Last month I spent more time than usual poking around my hometown of Price in hopes of finding something familiar. What I discovered amounted to practically nothing. Take, for example, the block letter C that adorns a landmark formerly known as Crack Ledge. Thanks to erosion, not much of it remains, in spite of concerned citizen Leif Nelson’s efforts last year to organize a repainting party.

crack ledge copy

“Price is not a place of days gone by,” insisted Nelson; however, it appears to me that Price is very much a place of days gone by, one that would require nothing short of an archeological dig to uncover even a vestige of my boyhood stomping grounds. Take, for example, Carbon College, a local institution of higher learning and the presumed inspiration for that faded block letter. Well, today, it’s known as Utah State University East, and not a single building from the original campus has survived with the exception of the Elmo Geary Theater, which was added long after the others—most of which dated from the Nineteen Thirties. My favorite was a baseball stadium with arched windows that resembled a miniature Yankee Stadium. Also a WPA-era football grandstand affectionately known as “Old Splinters.”

Like a ghost I wandered the campus where 56 years ago I had served as sophomore class president, passing young people who might very well be the great-grandchildren of my Carbon College classmates—who knows?
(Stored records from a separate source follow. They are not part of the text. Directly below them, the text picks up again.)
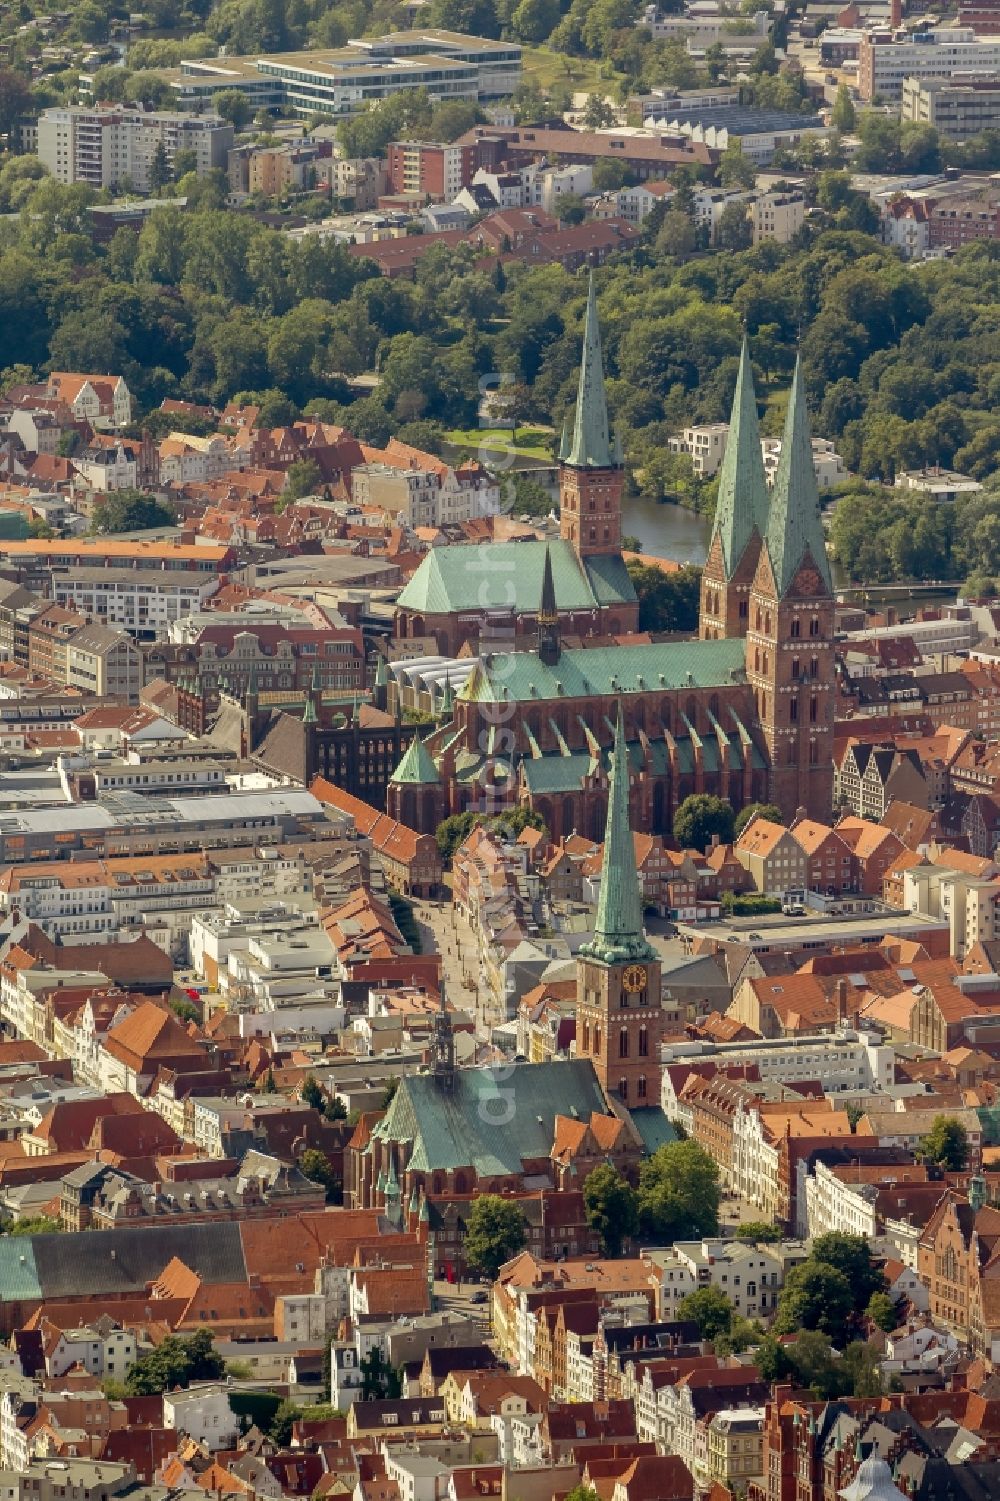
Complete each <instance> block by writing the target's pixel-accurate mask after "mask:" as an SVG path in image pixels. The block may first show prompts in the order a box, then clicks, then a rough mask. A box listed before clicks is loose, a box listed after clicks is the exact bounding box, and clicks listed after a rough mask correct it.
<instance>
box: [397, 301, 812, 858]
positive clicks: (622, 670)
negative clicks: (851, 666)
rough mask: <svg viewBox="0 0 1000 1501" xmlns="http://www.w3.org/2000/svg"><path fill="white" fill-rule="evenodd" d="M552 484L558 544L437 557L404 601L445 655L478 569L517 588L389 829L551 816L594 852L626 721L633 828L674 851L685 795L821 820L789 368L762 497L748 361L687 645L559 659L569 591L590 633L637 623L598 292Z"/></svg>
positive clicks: (489, 546) (805, 445) (807, 506)
mask: <svg viewBox="0 0 1000 1501" xmlns="http://www.w3.org/2000/svg"><path fill="white" fill-rule="evenodd" d="M559 476H560V501H562V537H560V540H557V542H551V543H545V542H535V543H517V542H512V543H497V545H492V546H489V548H465V546H456V548H434V549H432V552H431V554H429V557H428V558H426V560H425V561H423V563H422V564H420V569H417V573H416V575H414V578H413V579H411V582H410V584H408V585H407V588H405V590H404V593H402V594H401V605H404V600H407V596H410V602H408V603H407V605H405V606H404V612H405V611H407V609H410V605H411V603H413V599H414V597H425V599H432V603H434V605H435V609H437V606H440V611H438V623H444V624H443V626H441V629H443V630H444V635H446V639H447V642H449V647H447V648H449V651H453V650H455V645H456V641H458V639H459V638H461V632H462V629H464V623H465V620H467V618H468V615H467V611H468V602H470V600H471V599H474V597H482V593H480V594H479V596H476V593H474V591H476V590H480V591H482V588H483V578H485V570H486V566H488V560H489V555H492V554H495V566H497V569H500V564H503V569H502V572H503V576H505V578H506V579H514V582H512V584H511V603H509V605H508V623H509V642H508V644H505V647H503V650H492V641H489V642H486V639H485V638H483V636H480V638H479V641H480V644H479V656H477V660H476V666H474V669H473V672H471V675H470V677H468V678H467V681H465V683H464V684H462V687H461V692H459V693H458V695H452V693H450V692H447V693H446V696H444V702H443V704H441V711H440V714H438V725H437V726H435V728H434V731H432V732H431V734H425V735H423V737H417V735H414V740H413V743H411V746H410V747H408V751H407V754H405V755H404V758H402V761H401V763H399V766H398V767H396V770H395V772H393V773H392V776H390V779H389V791H387V809H389V814H390V815H392V817H393V818H396V820H398V821H401V823H402V824H407V826H410V827H413V829H417V830H419V832H422V833H432V832H434V829H435V827H437V824H438V823H440V821H441V820H443V818H446V817H449V815H450V814H459V812H464V811H467V809H473V811H476V812H482V814H486V815H489V814H497V812H502V811H503V809H505V808H511V806H518V805H521V806H527V808H532V809H533V811H536V812H539V814H541V815H542V818H544V820H545V826H547V829H548V830H550V833H551V836H553V838H554V839H559V838H560V836H568V835H571V833H574V832H577V833H581V835H584V836H587V838H593V839H602V838H604V832H605V823H607V818H608V805H610V787H611V763H613V754H614V740H616V723H617V720H619V713H620V714H622V728H623V751H622V755H623V758H625V763H626V764H628V770H629V778H628V782H629V787H628V805H629V823H631V826H632V827H634V829H644V830H649V832H652V833H659V835H670V832H671V826H673V817H674V812H676V809H677V806H679V805H680V803H682V802H683V800H685V797H688V796H689V794H691V793H712V794H716V796H719V797H724V799H727V800H728V802H730V803H731V805H733V808H734V809H736V811H739V809H740V808H743V806H745V805H746V803H752V802H770V803H776V805H778V806H779V808H781V811H782V815H784V817H785V818H788V820H791V818H793V817H794V814H796V811H799V809H805V812H806V814H808V815H809V817H811V818H817V820H829V817H830V811H832V799H833V760H832V749H833V744H832V743H833V705H835V657H833V590H832V582H830V569H829V561H827V555H826V546H824V539H823V525H821V519H820V501H818V494H817V483H815V473H814V467H812V446H811V438H809V422H808V416H806V404H805V389H803V380H802V371H800V368H799V366H796V372H794V378H793V384H791V393H790V399H788V413H787V419H785V428H784V438H782V447H781V461H779V465H778V473H776V477H775V485H773V489H770V491H769V489H767V485H766V480H764V467H763V461H761V449H760V429H758V422H757V399H755V395H754V380H752V374H751V362H749V353H748V348H746V344H745V345H743V351H742V356H740V365H739V374H737V383H736V393H734V401H733V417H731V423H730V435H728V441H727V447H725V458H724V461H722V467H721V471H719V498H718V507H716V515H715V524H713V530H712V537H710V543H709V555H707V560H706V566H704V573H703V581H701V605H700V626H698V636H697V639H692V641H667V642H655V644H638V642H637V644H635V645H628V644H625V645H613V647H610V645H595V647H590V648H586V647H568V645H563V636H565V635H568V633H574V635H578V633H580V632H578V630H575V629H574V626H575V609H577V608H578V606H577V602H578V599H580V590H581V588H583V584H581V582H580V581H584V579H586V581H587V588H589V590H590V591H592V594H593V597H595V599H599V603H598V605H595V606H593V608H595V609H596V611H598V615H596V617H595V620H596V618H598V617H599V618H601V621H602V623H601V624H598V626H595V629H593V632H592V633H617V632H628V630H632V629H635V626H637V620H638V605H637V600H635V593H634V590H632V584H631V581H629V578H628V573H626V570H625V566H623V561H622V482H623V468H622V456H620V449H619V446H617V443H616V441H614V438H613V435H611V431H610V426H608V413H607V404H605V393H604V372H602V369H601V341H599V332H598V314H596V303H595V297H593V288H592V291H590V297H589V302H587V323H586V333H584V360H583V369H581V380H580V390H578V398H577V410H575V422H574V429H572V434H569V432H566V435H565V438H563V447H562V458H560V467H559ZM422 573H423V575H425V576H423V579H420V575H422ZM458 578H462V579H464V582H462V584H461V588H459V587H458V585H456V584H455V579H458ZM443 579H447V581H449V587H447V588H444V587H443V582H441V581H443ZM574 579H575V582H574V590H572V591H571V590H569V582H572V581H574ZM529 594H530V599H532V603H530V606H529ZM459 596H461V597H459ZM465 596H468V599H465ZM462 600H464V603H462ZM423 623H426V621H423ZM476 629H479V627H477V626H476Z"/></svg>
No faces and not one single thing was familiar; that is, until I happened upon a boulder I immediately recognized as my alma mater’s pet rock “Gibby.”
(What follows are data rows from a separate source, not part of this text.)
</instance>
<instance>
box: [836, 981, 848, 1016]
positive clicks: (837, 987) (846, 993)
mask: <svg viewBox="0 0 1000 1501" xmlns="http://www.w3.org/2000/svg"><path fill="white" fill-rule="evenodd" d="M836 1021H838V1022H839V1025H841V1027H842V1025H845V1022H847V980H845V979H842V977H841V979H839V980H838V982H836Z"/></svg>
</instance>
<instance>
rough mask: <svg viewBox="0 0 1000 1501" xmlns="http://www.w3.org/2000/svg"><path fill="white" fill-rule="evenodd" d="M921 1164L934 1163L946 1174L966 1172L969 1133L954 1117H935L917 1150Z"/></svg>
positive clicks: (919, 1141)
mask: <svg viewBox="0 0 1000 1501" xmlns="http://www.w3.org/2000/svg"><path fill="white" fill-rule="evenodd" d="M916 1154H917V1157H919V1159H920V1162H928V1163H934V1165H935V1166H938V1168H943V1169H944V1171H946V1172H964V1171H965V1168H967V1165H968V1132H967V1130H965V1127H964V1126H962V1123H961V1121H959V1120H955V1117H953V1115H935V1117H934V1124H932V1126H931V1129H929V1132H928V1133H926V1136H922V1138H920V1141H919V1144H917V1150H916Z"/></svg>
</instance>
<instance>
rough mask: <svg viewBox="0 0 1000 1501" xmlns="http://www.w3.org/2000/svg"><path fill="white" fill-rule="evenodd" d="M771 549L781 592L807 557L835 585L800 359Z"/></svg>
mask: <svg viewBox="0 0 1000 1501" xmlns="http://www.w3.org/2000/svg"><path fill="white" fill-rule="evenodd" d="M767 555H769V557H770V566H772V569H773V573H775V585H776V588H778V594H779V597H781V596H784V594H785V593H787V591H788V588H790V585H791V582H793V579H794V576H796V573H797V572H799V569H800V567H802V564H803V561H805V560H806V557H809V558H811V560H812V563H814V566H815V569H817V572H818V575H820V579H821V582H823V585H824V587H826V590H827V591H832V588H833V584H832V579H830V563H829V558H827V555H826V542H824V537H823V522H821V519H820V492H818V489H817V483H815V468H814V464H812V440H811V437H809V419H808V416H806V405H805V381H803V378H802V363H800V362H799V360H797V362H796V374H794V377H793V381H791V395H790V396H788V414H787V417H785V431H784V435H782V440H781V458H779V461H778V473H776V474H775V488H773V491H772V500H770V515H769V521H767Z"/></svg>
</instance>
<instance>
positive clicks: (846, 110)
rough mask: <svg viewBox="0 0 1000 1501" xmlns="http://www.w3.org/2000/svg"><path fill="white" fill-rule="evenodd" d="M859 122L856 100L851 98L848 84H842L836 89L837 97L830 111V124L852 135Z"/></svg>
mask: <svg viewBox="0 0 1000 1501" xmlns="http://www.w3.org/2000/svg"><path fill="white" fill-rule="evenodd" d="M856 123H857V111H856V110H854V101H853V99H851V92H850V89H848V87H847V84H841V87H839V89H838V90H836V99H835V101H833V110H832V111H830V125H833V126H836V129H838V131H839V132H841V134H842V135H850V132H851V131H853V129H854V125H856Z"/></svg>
Gibby (short for Gibraltar) mysteriously appeared in front of the main entrance back in 1940—a prank perpetrated in part by the youngest of the notorious Bunnell brothers. Boyd Bunnell would go on to become a local prosecutor and judge, but by the time his part in the caper was revealed the statute of limitations had expired and Gibby had become not an obstacle but a beloved touchstone.

gibby yearbook pix

Normally, the 1,500-pound rock was painted in school colors and served as a centerpiece in yearbook photos such as this one. In my day the artist-on-call was my friend and sophomore class vice-president Richard Holdaway. Unlike the honorable Judge Bunnell, neither of the two Richards ever confessed to turning Gibby into an eight ball; that is, not until just now.

gibby 8 ball

Evidently, we started a trend, and in years that followed Gibby would be repainted time and again—almost always on the sly under cover of darkness. Though composed of sandstone, she now wears so many coats of paint that she is immune to erosion. As for censorship, I suppose if anyone should complain, she can always slip on another coat.